Page 15
Mr Lay hunched over his desk, his fingers tapping nervously against the edge of his coffee mug. The afternoon light streamed through the blinds, casting long shadows across the room, but it did little to brighten his mood.
Julian Marlowe was dead.
The police had found him this morning, around 8 a.m., in his garden, dead at the foot of the stone wall. Julian’s body lay twisted, the telltale signs of a fall from a great height. Scattered papers were found in his room, one of which was a copy of The Silent Shadow, the manuscript nearly ready for publication. The last chapter was missing, torn out deliberately by someone, as if to erase the final piece of the story.
The forensic pathologist had called it a suicide, but Mr. Lay wasn’t convinced. Why would Julian take his own life just a day after scheduling a meeting with someone? And the police’s story — claiming he had too much debt — felt flimsy, almost as if it had been concocted to explain away something far more complicated.
The only good news was that now Mr. Lay could confirm, with certainty, that Julian Marlowe was indeed the author of The Silent Shadow. The evidence found in the scattered papers was undeniable. The manuscript, nearly ready for publication, was in Julian’s room, untouched by anyone else. But the missing chapter, the abrupt end, the mysterious appointment—it all felt like a puzzle with pieces that didn’t quite fit.
He leaned back in his chair, his mind spinning. What did Julian want to say in that last chapter? And who had gone to such lengths to deliberately rip it out? Someone didn’t want that final piece of the story to be told, but why? And what could Julian have revealed that was so important? The timing of it all — Julian’s sudden death, the missing chapter, the strange circumstances surrounding his supposed suicide. Whoever had taken the last chapter knew it held a secret, a revelation that could change everything. But what was it? And why did they want it buried so badly?

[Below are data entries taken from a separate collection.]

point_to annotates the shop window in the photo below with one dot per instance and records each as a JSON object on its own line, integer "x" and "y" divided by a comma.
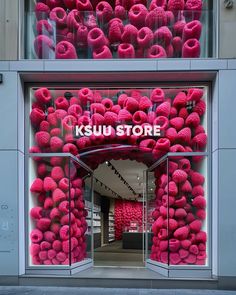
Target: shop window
{"x": 58, "y": 231}
{"x": 177, "y": 211}
{"x": 119, "y": 29}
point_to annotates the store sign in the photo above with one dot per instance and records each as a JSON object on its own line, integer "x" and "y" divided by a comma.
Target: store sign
{"x": 120, "y": 130}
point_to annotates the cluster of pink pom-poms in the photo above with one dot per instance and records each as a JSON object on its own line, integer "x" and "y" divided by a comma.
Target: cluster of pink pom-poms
{"x": 127, "y": 212}
{"x": 180, "y": 115}
{"x": 71, "y": 29}
{"x": 179, "y": 216}
{"x": 58, "y": 216}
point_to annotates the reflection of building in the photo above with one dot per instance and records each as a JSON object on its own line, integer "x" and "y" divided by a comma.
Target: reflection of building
{"x": 136, "y": 78}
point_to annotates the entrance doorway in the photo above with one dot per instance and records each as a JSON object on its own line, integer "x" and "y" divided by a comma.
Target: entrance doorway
{"x": 119, "y": 225}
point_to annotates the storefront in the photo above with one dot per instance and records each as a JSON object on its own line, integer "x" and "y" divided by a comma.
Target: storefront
{"x": 122, "y": 152}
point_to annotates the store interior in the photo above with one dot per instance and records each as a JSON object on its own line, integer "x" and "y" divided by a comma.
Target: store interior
{"x": 118, "y": 223}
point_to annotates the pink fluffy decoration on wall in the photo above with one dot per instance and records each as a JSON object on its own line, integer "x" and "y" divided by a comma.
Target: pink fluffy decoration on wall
{"x": 118, "y": 29}
{"x": 125, "y": 213}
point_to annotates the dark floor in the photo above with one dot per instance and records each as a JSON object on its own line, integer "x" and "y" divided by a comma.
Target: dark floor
{"x": 102, "y": 291}
{"x": 114, "y": 255}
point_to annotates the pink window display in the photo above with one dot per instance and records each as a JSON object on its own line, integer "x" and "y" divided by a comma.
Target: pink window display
{"x": 105, "y": 29}
{"x": 178, "y": 208}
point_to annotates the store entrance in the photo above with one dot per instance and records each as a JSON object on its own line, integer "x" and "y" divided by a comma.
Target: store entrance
{"x": 118, "y": 225}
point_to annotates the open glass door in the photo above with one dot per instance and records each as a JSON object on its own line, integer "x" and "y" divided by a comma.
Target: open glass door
{"x": 152, "y": 199}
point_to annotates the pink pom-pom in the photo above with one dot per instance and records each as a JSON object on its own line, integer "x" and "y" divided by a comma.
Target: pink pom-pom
{"x": 191, "y": 49}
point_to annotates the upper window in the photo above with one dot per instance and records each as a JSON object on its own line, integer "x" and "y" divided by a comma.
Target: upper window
{"x": 93, "y": 29}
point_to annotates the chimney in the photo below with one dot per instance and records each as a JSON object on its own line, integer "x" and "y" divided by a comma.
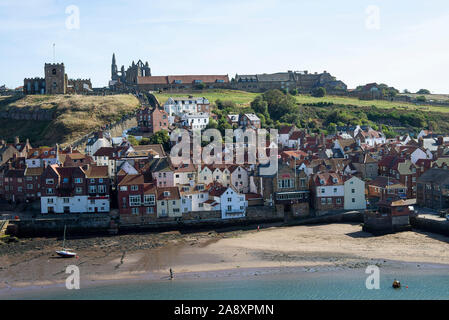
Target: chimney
{"x": 421, "y": 142}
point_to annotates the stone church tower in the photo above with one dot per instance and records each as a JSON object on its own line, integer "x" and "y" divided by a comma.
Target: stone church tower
{"x": 55, "y": 78}
{"x": 114, "y": 70}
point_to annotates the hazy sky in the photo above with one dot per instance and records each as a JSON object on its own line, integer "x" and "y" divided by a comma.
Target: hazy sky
{"x": 402, "y": 43}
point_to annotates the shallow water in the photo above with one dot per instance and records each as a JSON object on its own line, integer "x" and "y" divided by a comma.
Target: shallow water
{"x": 433, "y": 284}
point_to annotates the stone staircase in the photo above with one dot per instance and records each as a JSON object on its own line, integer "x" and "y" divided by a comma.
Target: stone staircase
{"x": 3, "y": 225}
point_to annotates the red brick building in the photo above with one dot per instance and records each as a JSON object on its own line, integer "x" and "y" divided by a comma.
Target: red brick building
{"x": 152, "y": 120}
{"x": 137, "y": 199}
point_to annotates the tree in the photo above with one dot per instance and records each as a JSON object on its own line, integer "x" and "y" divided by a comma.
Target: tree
{"x": 279, "y": 104}
{"x": 132, "y": 140}
{"x": 421, "y": 99}
{"x": 294, "y": 92}
{"x": 259, "y": 105}
{"x": 200, "y": 86}
{"x": 319, "y": 92}
{"x": 145, "y": 141}
{"x": 225, "y": 104}
{"x": 161, "y": 137}
{"x": 212, "y": 124}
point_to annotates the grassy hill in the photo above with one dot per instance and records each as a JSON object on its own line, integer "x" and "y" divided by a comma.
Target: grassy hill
{"x": 243, "y": 99}
{"x": 319, "y": 113}
{"x": 73, "y": 116}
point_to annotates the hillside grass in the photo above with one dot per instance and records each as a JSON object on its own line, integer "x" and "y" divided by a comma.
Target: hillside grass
{"x": 243, "y": 99}
{"x": 74, "y": 116}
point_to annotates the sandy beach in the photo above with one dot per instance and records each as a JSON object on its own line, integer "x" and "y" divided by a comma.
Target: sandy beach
{"x": 32, "y": 262}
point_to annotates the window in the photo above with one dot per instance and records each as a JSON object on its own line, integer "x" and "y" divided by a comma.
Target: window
{"x": 102, "y": 188}
{"x": 134, "y": 201}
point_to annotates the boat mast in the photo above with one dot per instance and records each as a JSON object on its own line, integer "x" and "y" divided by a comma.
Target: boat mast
{"x": 63, "y": 243}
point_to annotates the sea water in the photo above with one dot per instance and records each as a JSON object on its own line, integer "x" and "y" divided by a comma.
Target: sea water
{"x": 340, "y": 285}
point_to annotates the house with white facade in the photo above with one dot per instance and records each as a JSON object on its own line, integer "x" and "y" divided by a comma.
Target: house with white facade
{"x": 194, "y": 121}
{"x": 232, "y": 204}
{"x": 354, "y": 194}
{"x": 180, "y": 106}
{"x": 97, "y": 142}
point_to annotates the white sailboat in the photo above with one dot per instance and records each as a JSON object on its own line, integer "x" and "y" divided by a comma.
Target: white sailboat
{"x": 65, "y": 253}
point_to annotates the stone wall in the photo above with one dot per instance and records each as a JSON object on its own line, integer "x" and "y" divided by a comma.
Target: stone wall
{"x": 76, "y": 224}
{"x": 440, "y": 227}
{"x": 28, "y": 113}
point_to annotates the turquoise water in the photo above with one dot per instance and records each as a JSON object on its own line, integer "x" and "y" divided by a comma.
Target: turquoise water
{"x": 319, "y": 285}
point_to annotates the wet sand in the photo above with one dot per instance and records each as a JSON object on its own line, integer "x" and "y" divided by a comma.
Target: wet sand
{"x": 32, "y": 262}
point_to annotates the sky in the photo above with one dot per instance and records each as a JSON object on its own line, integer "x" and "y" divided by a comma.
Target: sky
{"x": 404, "y": 44}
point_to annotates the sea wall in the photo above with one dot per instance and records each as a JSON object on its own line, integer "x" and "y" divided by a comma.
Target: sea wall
{"x": 76, "y": 224}
{"x": 430, "y": 225}
{"x": 28, "y": 113}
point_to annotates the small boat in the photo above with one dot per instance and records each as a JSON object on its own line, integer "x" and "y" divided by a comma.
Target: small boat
{"x": 65, "y": 253}
{"x": 396, "y": 284}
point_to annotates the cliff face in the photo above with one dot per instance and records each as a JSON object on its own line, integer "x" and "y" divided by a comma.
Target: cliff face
{"x": 49, "y": 119}
{"x": 27, "y": 113}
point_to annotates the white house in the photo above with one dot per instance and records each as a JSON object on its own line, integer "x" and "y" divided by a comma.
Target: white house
{"x": 232, "y": 203}
{"x": 179, "y": 106}
{"x": 239, "y": 178}
{"x": 198, "y": 120}
{"x": 96, "y": 143}
{"x": 193, "y": 197}
{"x": 420, "y": 154}
{"x": 354, "y": 190}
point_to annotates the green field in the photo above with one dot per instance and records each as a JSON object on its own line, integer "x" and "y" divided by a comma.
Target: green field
{"x": 243, "y": 99}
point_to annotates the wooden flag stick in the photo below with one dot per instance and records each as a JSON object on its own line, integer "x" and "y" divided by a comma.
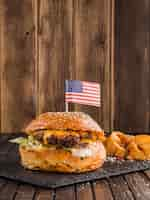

“Good afternoon, Mr. Lay,” a voice interrupted his thoughts.
Mr. Lay blinked and looked up, startled from the spiral of his own musings. Standing in the doorway was David.
“Sorry if I interrupted you,” David continued, stepping into the room with an apologetic smile, “but I think you’ll want to hear this. The police just released something new.” He held up a folder, the paper inside barely rustling as he placed it on the desk.